De maatschappij Elfia

Het meisje zal hooguit een jaar of tien geweest zijn. Hoewel, door haar sierlijke manier van lopen en volwassen proberen overkomen, zou ze zo twaalf geschat kunnen worden. De zoom van haar sierlijke, zijden, witte jurk, die verfraaid werd met een roze strik, was al behoorlijk bruin doortrokken van de modder. Het meisje klaagde niet. Behendig ontweek zij de plassen water die even daarvoor door een flinke stortbui die over Elfia woedde, waren ontstaan.
Haar moeder rolde behendig in haar rolstoel naast haar. Zij was duidelijk wel wat gewend. De rode, fluwelen jurk had ze slim opgekruld zodat deze zoveel mogelijk van de modder bespaard bleef. Het sierlijke, witte netje op haar hoofd maakte me duidelijk dat zij een hofdame moest zijn of een werkende vrouw van hoge komaf. Haar dochter was duidelijk de prinses. Eentje die af en toe met bezorgde blikken naar haar hofdame keek. Ze wilde zeker zijn dat ze zich redde.
Verderop liepen twee zeemeerminnen.
‘Zeg, houd je er wel rekening mee dat ik op slippers loop!’ zei de blonde meermin met een bijna arrogante toon tegen de fotograaf.
Deze was kennelijk meegezeuld om de gehele dag in dienst te staan van deze twee vinnige dames.
‘En ik loop op blote voeten. Bah! Wat een vies weer.’ Sneerde de rode meermin.
De fotograaf, een jongen van rond de achttien schat ik, slikte alle hoogdravende opmerkingen en liep bedeesd mee met de twee dames. Geef hem eens ongelijk. Hij mocht de hele dag bij deze schaars geklede meiden lopen en ze nog legaal fotograferen ook. Dat is wel wat gezeik waard.
Jack Sparrow kwam ons tegemoet lopen. En nog een. En nog een. Hoeveel Sparrows zouden er rondlopen?

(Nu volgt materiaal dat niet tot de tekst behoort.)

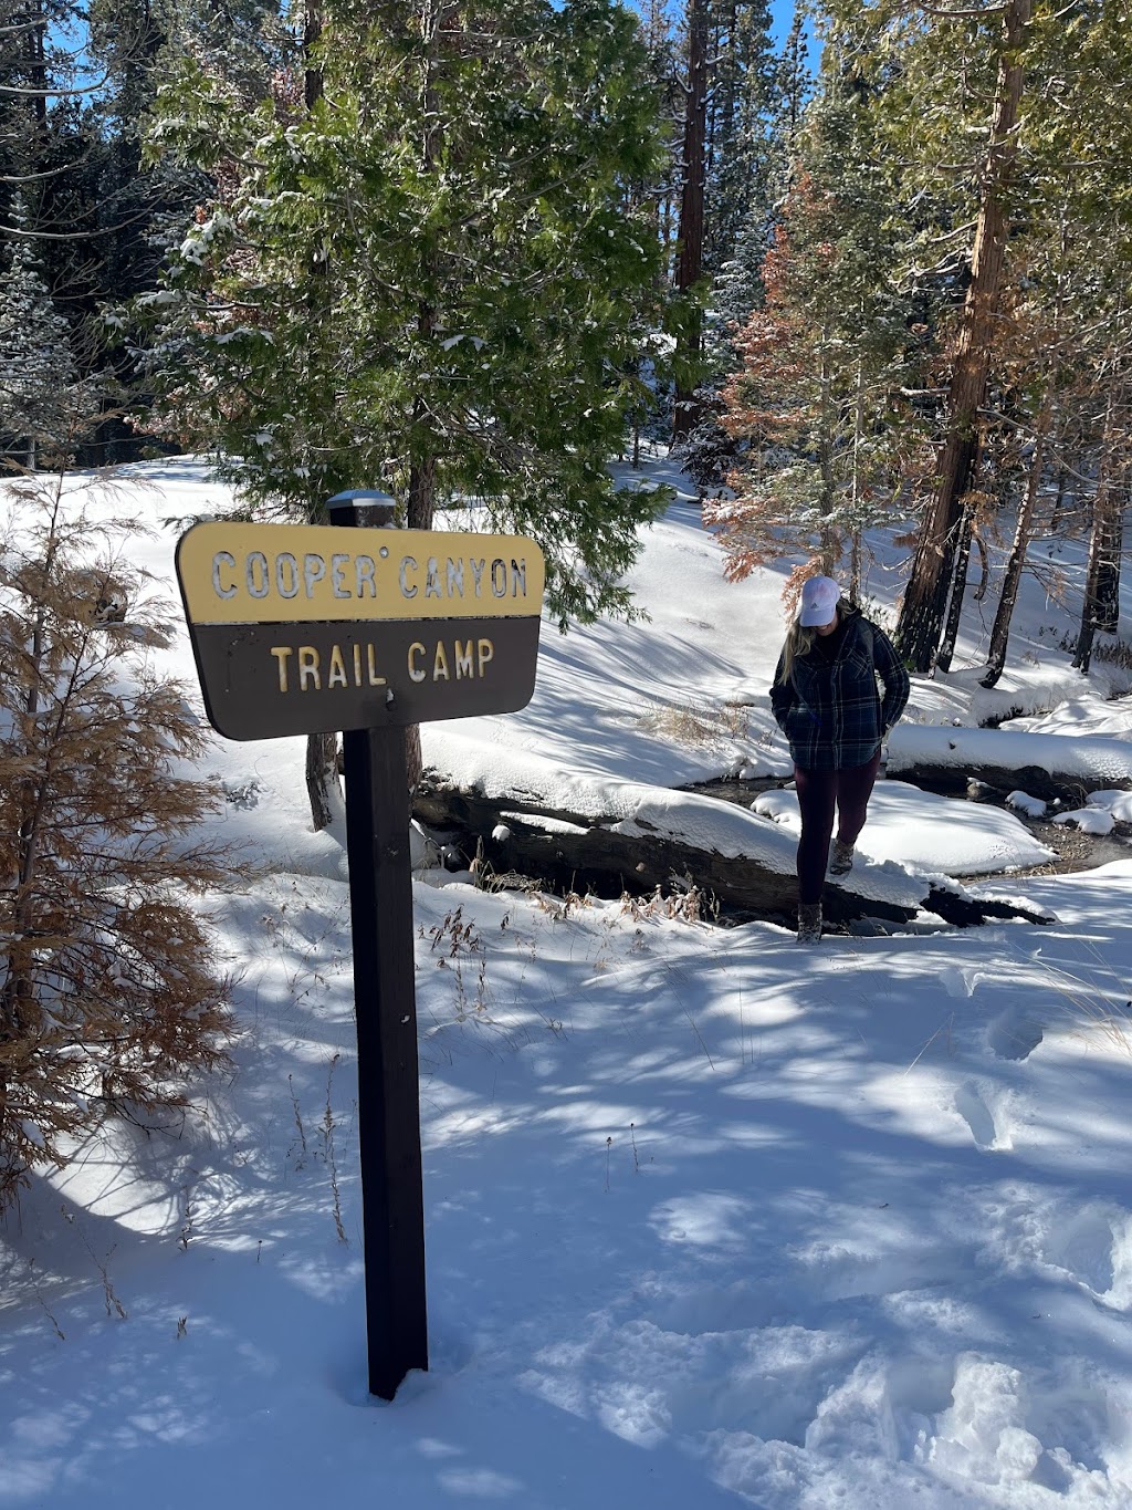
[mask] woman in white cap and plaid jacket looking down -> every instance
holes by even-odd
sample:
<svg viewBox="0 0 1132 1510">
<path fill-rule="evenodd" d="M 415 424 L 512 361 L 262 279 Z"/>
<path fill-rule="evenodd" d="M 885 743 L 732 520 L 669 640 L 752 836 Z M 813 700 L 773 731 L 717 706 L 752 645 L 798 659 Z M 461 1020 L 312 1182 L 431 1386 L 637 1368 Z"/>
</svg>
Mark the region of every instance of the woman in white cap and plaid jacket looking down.
<svg viewBox="0 0 1132 1510">
<path fill-rule="evenodd" d="M 881 741 L 907 701 L 909 676 L 889 637 L 841 596 L 832 577 L 811 577 L 770 689 L 771 710 L 789 740 L 801 808 L 800 944 L 821 938 L 827 865 L 830 876 L 853 868 Z M 838 834 L 830 853 L 835 814 Z"/>
</svg>

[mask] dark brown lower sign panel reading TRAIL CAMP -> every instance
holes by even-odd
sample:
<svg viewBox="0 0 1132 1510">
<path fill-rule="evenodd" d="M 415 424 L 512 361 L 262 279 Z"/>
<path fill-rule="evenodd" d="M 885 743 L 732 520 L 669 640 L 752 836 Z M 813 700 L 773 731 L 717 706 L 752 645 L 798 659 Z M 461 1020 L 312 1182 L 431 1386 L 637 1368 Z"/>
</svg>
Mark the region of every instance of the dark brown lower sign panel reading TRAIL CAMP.
<svg viewBox="0 0 1132 1510">
<path fill-rule="evenodd" d="M 193 624 L 208 722 L 229 740 L 513 713 L 534 692 L 539 619 Z"/>
</svg>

Ze gedroegen zich dronken en praatten in hun beste Engelse piratentaal.
Ik begon te glimlachen op het moment dat ons in het doorbrekende zonnetje een buitenaards wezen, een Harry Potter-student, een Animé meisje en twee grote krijgers uit een fantasy wereld ons passeerden. Wat een mooie miniwereld, dacht ik. Hier sta ik dan, samen met mijn vriendin verkleed als vampiers. Met gekleurde lenzen en hoektanden en al. Niemand die ons raar aanstaart. Sterker nog. We werden gefotografeerd alsof we een beroemdheid waren. Buiten het park zouden we aangegaapt worden of misschien wel uitgelachen. Een domme opmerking naar ons hoofd geslingerd krijgen. Hier in Elfia niet. Hier is alles wat afwijkt normaal. Je mag zijn wie je graag wilt zijn. Was je als jongetje altijd een dappere ridder? Het kan. Verkleed jezelf als ridder en voel je de hele dag Lancelot of een mystieke krijger. Drink mede samen met een elf. Lal arm in arm met een ork een dronkemanslied. Elfia kent geen onderscheid. Of je nu een schaars gekleed roodkapje bent of een tot in berenvachten gestoken Viking.
Als de avond valt, scheurt voor ons een dolgelukkig elfje van een jaar of twaalf ons tegemoet. Ze maakte rondjes in haar elektrische rolstoel en kirde het woord mama tig keren uit. Moeders liep achter haar te stralen van trots. Het meisje deed trucjes langs de kramen vol sieraden en lederwaren. Haar verlichtte rolstoel was als een baken vol blijdschap in de opkomende duisternis. Moeders gebaarde het elfje wat rustiger aan te doen, maar het meisje gaf geen gehoor. Ze was gelukkig. Zij was een sprookjesfiguur in een elektrische rolstoel en niemand staarde haar raar aan. Hier mocht ze een elfje zijn.
Ik dacht terug aan de andere moeder en dochter. Hofdame en prinses. Beide moeders zullen één zelfde gedachten hebben. Hier in de maatschappij Elfia kunnen onze kinderen zijn wie ze willen zijn.
Oh ja, aan het einde van de dag heb ik veertien Jack Sparrows geteld.